Most OD’s are “controverted” by the employer and its Workers’ Compensation insurance carrier, meaning, you will have a fight on your hands to win the case. You will need a doctor to say that your condition was at least partially caused by the type of work you do.
Bottom line—if you think you have an occupational disease, consult an attorney experienced with these types of claims who can properly advise you of your rights. Occupational diseases are covered by the Workers’ Comp Law, and if you win your case, you are entitled to the same benefits as if you had been injured in an accident. OD cases are more difficult to prove, however, than routine work accident claims.
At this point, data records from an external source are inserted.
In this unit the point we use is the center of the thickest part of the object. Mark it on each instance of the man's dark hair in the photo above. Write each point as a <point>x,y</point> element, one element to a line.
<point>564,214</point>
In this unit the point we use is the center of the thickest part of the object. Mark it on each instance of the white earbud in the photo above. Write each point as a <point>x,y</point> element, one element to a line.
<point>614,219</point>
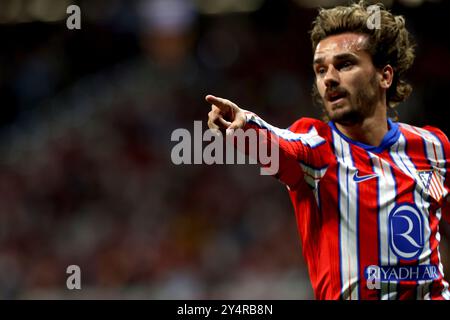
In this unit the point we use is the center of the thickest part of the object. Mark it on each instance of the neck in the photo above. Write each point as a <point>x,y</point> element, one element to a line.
<point>370,131</point>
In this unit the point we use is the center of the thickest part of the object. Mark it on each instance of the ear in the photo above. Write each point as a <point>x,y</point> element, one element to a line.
<point>387,76</point>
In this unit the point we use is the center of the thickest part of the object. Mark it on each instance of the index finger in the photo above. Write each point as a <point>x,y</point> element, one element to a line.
<point>222,104</point>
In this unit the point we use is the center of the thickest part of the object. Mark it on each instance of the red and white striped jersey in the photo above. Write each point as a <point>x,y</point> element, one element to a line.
<point>367,216</point>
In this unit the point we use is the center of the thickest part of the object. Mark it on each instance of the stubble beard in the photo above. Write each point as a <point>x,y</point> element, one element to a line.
<point>359,107</point>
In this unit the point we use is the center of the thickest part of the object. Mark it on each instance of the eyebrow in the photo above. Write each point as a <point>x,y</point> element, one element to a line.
<point>339,57</point>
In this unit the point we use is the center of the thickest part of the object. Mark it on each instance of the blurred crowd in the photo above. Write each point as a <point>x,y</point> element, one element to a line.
<point>85,171</point>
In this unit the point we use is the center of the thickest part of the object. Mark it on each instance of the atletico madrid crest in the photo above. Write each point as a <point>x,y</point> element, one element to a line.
<point>432,184</point>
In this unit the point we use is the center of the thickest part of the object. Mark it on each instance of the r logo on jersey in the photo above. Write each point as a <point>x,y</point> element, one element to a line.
<point>406,231</point>
<point>432,184</point>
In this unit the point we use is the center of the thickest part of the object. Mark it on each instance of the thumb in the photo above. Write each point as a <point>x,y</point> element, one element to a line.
<point>238,123</point>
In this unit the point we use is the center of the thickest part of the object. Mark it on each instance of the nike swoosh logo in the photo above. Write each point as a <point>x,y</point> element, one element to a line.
<point>359,179</point>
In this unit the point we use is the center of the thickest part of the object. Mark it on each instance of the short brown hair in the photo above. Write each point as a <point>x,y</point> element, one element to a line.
<point>390,44</point>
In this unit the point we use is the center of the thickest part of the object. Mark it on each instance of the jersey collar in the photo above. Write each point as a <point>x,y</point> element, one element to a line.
<point>388,140</point>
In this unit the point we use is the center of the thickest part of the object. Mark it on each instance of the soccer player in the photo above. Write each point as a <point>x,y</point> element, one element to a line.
<point>368,192</point>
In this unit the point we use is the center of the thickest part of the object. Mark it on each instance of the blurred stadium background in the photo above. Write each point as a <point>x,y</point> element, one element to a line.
<point>86,119</point>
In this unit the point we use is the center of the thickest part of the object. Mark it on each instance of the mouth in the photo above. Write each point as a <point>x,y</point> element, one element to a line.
<point>335,98</point>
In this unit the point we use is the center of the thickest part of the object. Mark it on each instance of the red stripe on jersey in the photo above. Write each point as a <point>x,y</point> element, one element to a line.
<point>368,221</point>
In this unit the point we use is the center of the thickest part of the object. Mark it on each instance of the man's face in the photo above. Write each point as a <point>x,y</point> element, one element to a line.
<point>346,78</point>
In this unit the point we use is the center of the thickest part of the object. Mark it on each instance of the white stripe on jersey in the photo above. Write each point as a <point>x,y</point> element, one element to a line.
<point>435,154</point>
<point>402,161</point>
<point>386,202</point>
<point>434,150</point>
<point>311,139</point>
<point>348,222</point>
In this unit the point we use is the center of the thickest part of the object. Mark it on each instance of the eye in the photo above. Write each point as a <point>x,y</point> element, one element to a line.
<point>321,71</point>
<point>346,65</point>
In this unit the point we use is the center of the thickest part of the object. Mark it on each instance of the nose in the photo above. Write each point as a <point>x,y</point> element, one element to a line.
<point>331,78</point>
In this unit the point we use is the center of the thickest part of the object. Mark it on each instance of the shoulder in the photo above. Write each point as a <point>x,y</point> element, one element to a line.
<point>427,132</point>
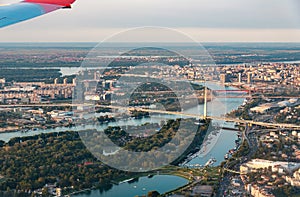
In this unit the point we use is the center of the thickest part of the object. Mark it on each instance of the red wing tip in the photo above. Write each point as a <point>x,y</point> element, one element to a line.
<point>65,3</point>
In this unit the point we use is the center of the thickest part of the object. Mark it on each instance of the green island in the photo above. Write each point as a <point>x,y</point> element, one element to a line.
<point>61,159</point>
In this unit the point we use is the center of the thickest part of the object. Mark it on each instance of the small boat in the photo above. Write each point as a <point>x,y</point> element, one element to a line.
<point>150,175</point>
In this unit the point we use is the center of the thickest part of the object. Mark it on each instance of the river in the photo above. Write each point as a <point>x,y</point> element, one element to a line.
<point>217,145</point>
<point>139,188</point>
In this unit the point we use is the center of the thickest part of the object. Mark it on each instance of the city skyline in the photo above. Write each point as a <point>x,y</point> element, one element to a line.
<point>205,21</point>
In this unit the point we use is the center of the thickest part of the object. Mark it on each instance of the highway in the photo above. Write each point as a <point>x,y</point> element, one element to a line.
<point>198,116</point>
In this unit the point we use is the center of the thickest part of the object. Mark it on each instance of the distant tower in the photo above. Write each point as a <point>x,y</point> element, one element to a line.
<point>240,78</point>
<point>205,103</point>
<point>74,81</point>
<point>95,76</point>
<point>249,78</point>
<point>223,78</point>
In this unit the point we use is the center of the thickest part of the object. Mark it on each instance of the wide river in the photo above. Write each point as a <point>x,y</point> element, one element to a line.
<point>217,144</point>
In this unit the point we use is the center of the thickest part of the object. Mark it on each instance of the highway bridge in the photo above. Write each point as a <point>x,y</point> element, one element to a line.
<point>183,114</point>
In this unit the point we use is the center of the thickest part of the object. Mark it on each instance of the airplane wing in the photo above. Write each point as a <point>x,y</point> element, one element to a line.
<point>28,9</point>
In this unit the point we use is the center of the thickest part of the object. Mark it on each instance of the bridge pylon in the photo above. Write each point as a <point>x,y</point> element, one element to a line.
<point>205,103</point>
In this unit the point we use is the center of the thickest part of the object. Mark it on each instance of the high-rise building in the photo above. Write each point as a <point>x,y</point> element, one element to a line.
<point>249,78</point>
<point>240,78</point>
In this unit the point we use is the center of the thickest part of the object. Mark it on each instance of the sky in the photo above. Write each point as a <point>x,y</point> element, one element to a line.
<point>203,20</point>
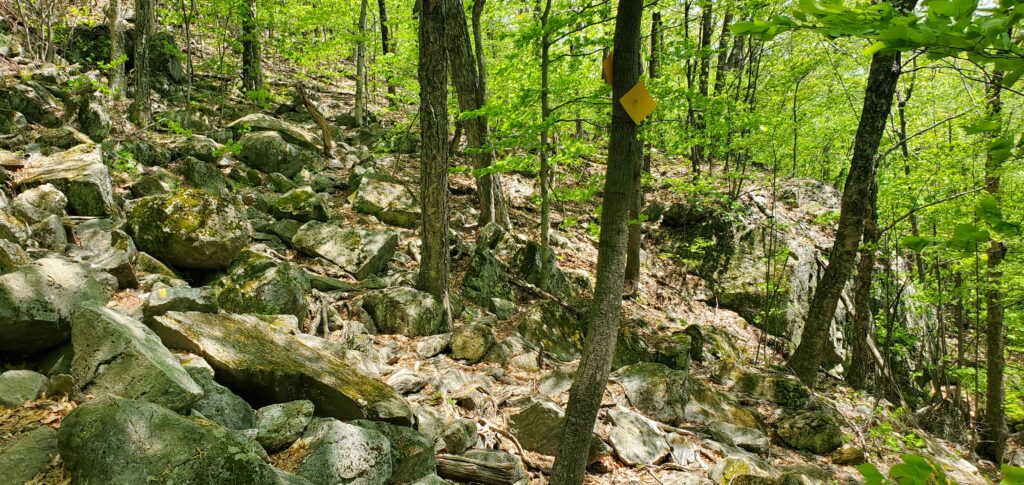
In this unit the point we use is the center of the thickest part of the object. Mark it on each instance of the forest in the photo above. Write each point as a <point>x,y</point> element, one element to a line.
<point>429,241</point>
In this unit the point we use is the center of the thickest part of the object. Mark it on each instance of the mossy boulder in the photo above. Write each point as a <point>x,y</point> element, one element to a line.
<point>404,311</point>
<point>259,284</point>
<point>267,364</point>
<point>188,228</point>
<point>37,302</point>
<point>121,441</point>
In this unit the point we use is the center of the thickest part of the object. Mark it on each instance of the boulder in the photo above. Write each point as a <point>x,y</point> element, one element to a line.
<point>28,455</point>
<point>340,453</point>
<point>280,425</point>
<point>390,203</point>
<point>19,386</point>
<point>361,253</point>
<point>812,431</point>
<point>79,173</point>
<point>121,441</point>
<point>267,364</point>
<point>116,355</point>
<point>259,284</point>
<point>403,311</point>
<point>37,302</point>
<point>188,228</point>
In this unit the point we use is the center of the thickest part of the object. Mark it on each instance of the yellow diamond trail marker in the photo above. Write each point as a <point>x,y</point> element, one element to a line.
<point>606,68</point>
<point>638,102</point>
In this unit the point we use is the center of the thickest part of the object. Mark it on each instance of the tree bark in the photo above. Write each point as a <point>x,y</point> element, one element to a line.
<point>252,71</point>
<point>882,78</point>
<point>145,26</point>
<point>602,320</point>
<point>434,260</point>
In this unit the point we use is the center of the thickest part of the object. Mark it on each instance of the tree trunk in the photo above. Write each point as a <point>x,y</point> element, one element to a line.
<point>882,79</point>
<point>145,25</point>
<point>861,362</point>
<point>117,76</point>
<point>602,320</point>
<point>252,71</point>
<point>434,264</point>
<point>464,75</point>
<point>360,67</point>
<point>993,431</point>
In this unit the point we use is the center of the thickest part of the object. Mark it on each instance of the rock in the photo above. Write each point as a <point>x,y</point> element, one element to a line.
<point>539,428</point>
<point>549,324</point>
<point>300,204</point>
<point>486,278</point>
<point>459,435</point>
<point>244,350</point>
<point>280,425</point>
<point>116,355</point>
<point>345,453</point>
<point>19,386</point>
<point>259,284</point>
<point>848,455</point>
<point>636,440</point>
<point>404,311</point>
<point>412,452</point>
<point>471,342</point>
<point>188,228</point>
<point>37,302</point>
<point>390,203</point>
<point>748,438</point>
<point>655,390</point>
<point>79,174</point>
<point>122,441</point>
<point>811,431</point>
<point>28,455</point>
<point>259,122</point>
<point>361,253</point>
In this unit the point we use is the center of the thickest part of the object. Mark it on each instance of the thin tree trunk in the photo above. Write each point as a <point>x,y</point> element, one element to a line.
<point>625,151</point>
<point>882,79</point>
<point>434,263</point>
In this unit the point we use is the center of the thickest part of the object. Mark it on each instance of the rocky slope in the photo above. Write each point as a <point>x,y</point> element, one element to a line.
<point>213,301</point>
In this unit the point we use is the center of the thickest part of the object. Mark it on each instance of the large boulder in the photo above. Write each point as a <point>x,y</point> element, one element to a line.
<point>389,202</point>
<point>404,311</point>
<point>259,284</point>
<point>268,365</point>
<point>188,228</point>
<point>79,173</point>
<point>116,355</point>
<point>121,441</point>
<point>361,253</point>
<point>37,302</point>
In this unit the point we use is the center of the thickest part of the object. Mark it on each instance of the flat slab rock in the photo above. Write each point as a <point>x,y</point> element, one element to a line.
<point>269,365</point>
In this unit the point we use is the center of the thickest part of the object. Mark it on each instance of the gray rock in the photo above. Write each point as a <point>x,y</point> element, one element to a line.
<point>280,425</point>
<point>119,441</point>
<point>188,228</point>
<point>636,440</point>
<point>19,386</point>
<point>361,253</point>
<point>28,455</point>
<point>656,391</point>
<point>116,355</point>
<point>80,174</point>
<point>245,349</point>
<point>37,302</point>
<point>404,311</point>
<point>388,202</point>
<point>341,453</point>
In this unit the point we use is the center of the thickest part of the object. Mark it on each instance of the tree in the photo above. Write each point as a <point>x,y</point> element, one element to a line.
<point>145,26</point>
<point>625,150</point>
<point>434,260</point>
<point>252,72</point>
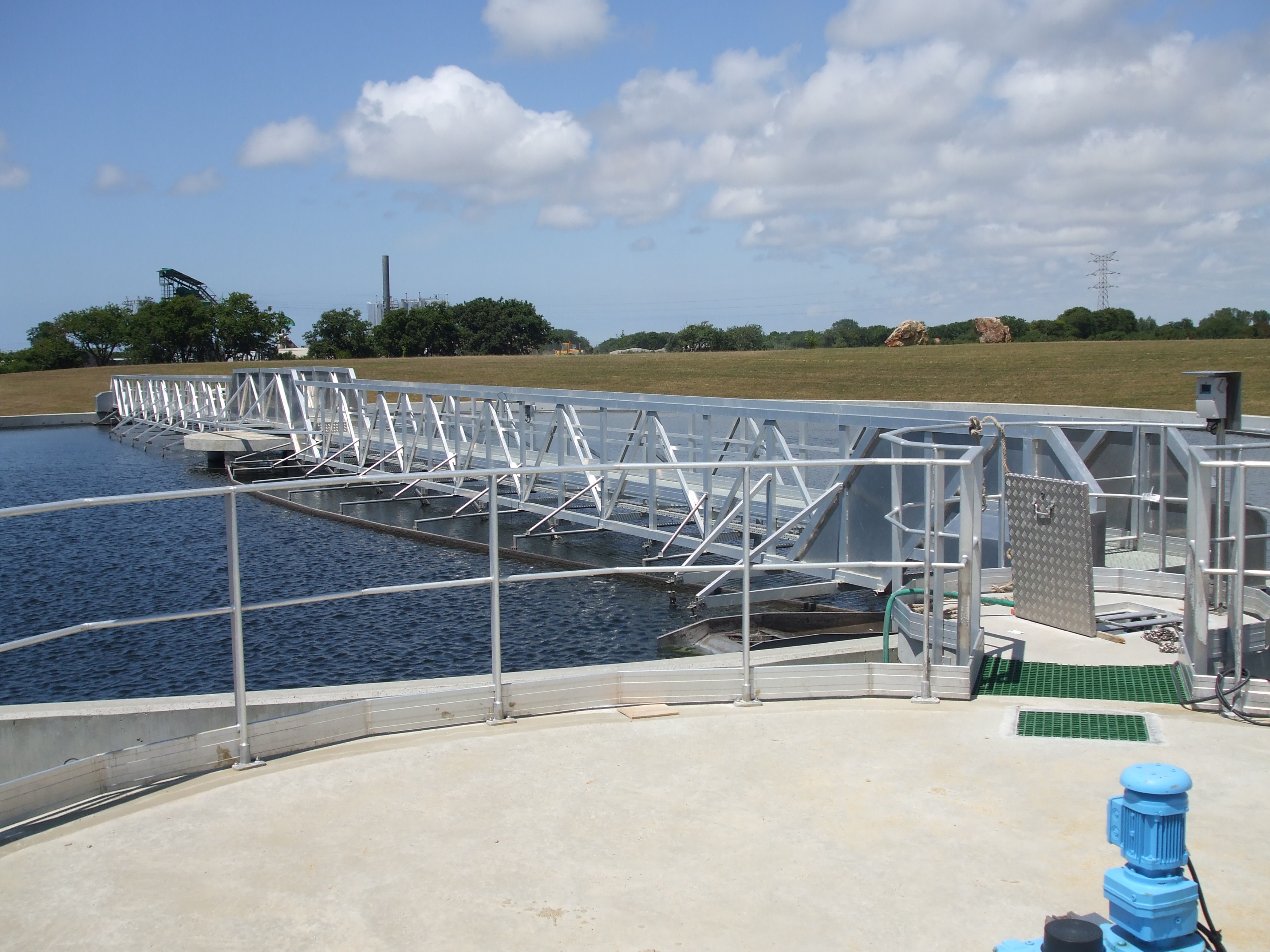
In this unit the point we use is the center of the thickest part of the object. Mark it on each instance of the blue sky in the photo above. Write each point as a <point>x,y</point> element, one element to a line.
<point>632,167</point>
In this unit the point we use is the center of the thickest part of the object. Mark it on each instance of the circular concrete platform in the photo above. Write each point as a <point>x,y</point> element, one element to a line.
<point>832,824</point>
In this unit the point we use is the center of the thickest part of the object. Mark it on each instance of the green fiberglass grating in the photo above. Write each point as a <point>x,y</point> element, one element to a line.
<point>1155,683</point>
<point>1086,726</point>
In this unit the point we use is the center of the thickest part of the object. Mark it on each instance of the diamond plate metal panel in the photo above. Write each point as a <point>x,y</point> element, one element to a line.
<point>1053,553</point>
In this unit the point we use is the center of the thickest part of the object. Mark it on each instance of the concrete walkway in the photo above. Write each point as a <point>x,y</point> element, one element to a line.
<point>799,825</point>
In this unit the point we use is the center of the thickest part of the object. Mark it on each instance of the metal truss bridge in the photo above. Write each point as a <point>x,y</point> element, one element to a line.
<point>569,459</point>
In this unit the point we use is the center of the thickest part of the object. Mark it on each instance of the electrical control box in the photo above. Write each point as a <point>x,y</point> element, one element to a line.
<point>1211,398</point>
<point>1218,399</point>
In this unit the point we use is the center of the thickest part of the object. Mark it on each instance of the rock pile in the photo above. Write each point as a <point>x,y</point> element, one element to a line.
<point>992,330</point>
<point>907,333</point>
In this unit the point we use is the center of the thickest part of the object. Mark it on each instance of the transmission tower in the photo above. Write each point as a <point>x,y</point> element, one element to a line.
<point>1104,277</point>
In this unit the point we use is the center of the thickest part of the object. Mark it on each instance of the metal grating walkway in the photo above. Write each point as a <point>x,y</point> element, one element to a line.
<point>1086,726</point>
<point>1153,683</point>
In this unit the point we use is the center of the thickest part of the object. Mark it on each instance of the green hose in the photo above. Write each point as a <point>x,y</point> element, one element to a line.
<point>886,624</point>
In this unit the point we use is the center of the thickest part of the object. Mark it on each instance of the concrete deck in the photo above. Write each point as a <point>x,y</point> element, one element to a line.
<point>835,824</point>
<point>234,442</point>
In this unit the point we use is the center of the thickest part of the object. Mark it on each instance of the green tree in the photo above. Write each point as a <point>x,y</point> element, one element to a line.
<point>1178,330</point>
<point>51,349</point>
<point>340,336</point>
<point>744,337</point>
<point>1228,323</point>
<point>244,332</point>
<point>177,330</point>
<point>419,332</point>
<point>702,337</point>
<point>97,330</point>
<point>503,327</point>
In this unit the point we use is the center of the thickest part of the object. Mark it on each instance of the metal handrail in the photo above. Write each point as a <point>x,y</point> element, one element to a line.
<point>493,475</point>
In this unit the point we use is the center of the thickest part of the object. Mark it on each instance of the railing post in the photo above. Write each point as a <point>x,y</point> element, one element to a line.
<point>924,695</point>
<point>747,672</point>
<point>496,630</point>
<point>1198,546</point>
<point>1235,592</point>
<point>244,758</point>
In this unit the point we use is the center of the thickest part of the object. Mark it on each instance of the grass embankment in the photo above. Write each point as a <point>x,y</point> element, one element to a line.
<point>1104,374</point>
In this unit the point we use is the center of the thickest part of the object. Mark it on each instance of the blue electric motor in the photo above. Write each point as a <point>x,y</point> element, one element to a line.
<point>1153,907</point>
<point>1152,904</point>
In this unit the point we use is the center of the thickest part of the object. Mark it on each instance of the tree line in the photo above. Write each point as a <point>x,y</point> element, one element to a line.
<point>439,329</point>
<point>184,329</point>
<point>187,329</point>
<point>1074,324</point>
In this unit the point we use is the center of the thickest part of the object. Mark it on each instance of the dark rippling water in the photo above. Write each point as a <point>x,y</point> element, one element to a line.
<point>60,569</point>
<point>65,568</point>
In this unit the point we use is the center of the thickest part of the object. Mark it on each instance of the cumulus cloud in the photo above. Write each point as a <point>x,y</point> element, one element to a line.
<point>564,216</point>
<point>114,179</point>
<point>12,176</point>
<point>930,141</point>
<point>198,183</point>
<point>1002,138</point>
<point>292,143</point>
<point>548,27</point>
<point>458,131</point>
That’s why it’s usually not a good idea to file these types of claims without getting sound legal advice first.
Most people think that if they get injured at work, telling their boss and then seeing their family doctor is all they have to do. Actually, it isn’t. Here’s a little advice about what to do when you get injured on the job:
1. File a written incident report and keep a copy for your records.
2. Ask your boss or your HR Department for the name and phone number of your employer’s workers’ compensation insurance company (also called the “carrier.”)
3. Go for treatment with a Workers’ Compensation doctor who is a specialist – NOT your family doctor. Examples of doctors who you could see are orthopedists, neurologists, chiropractors or physical medicine and rehab doctors.
4. File a C-3 form with the New York State Workers’ Compensation Board. This step is required by law- yet most people don’t know about it and YOUR EMPLOYER WILL NOT TELL YOU ABOUT IT BECAUSE IT IS NOT THEIR RESPONSIBILITY TO DO SO! You can file a C-3 form online by going to the Board’s website at www.wcb.ny.gov. The law says you have two years from the accident or injury to file this form with New York State.
When filing for Workers’ Comp, keep in mind that you will be dealing with two completely separate entities: the carrier and the Workers’ Compensation Board. The carrier is your employer’s insurance company that is in business to make money and to pay as little as possible in benefits. The Board, on the other hand, is like a court. The Board, not the carrier, makes the final decisions in your case. Most carriers would like you to think that their decisions are final. However, any decision that a carrier makes about what treatment or surgery you are entitled to or how much money you get for your case can be challenged. You just have to know how. That’s where getting an experienced Workers’ Comp attorney comes into the picture.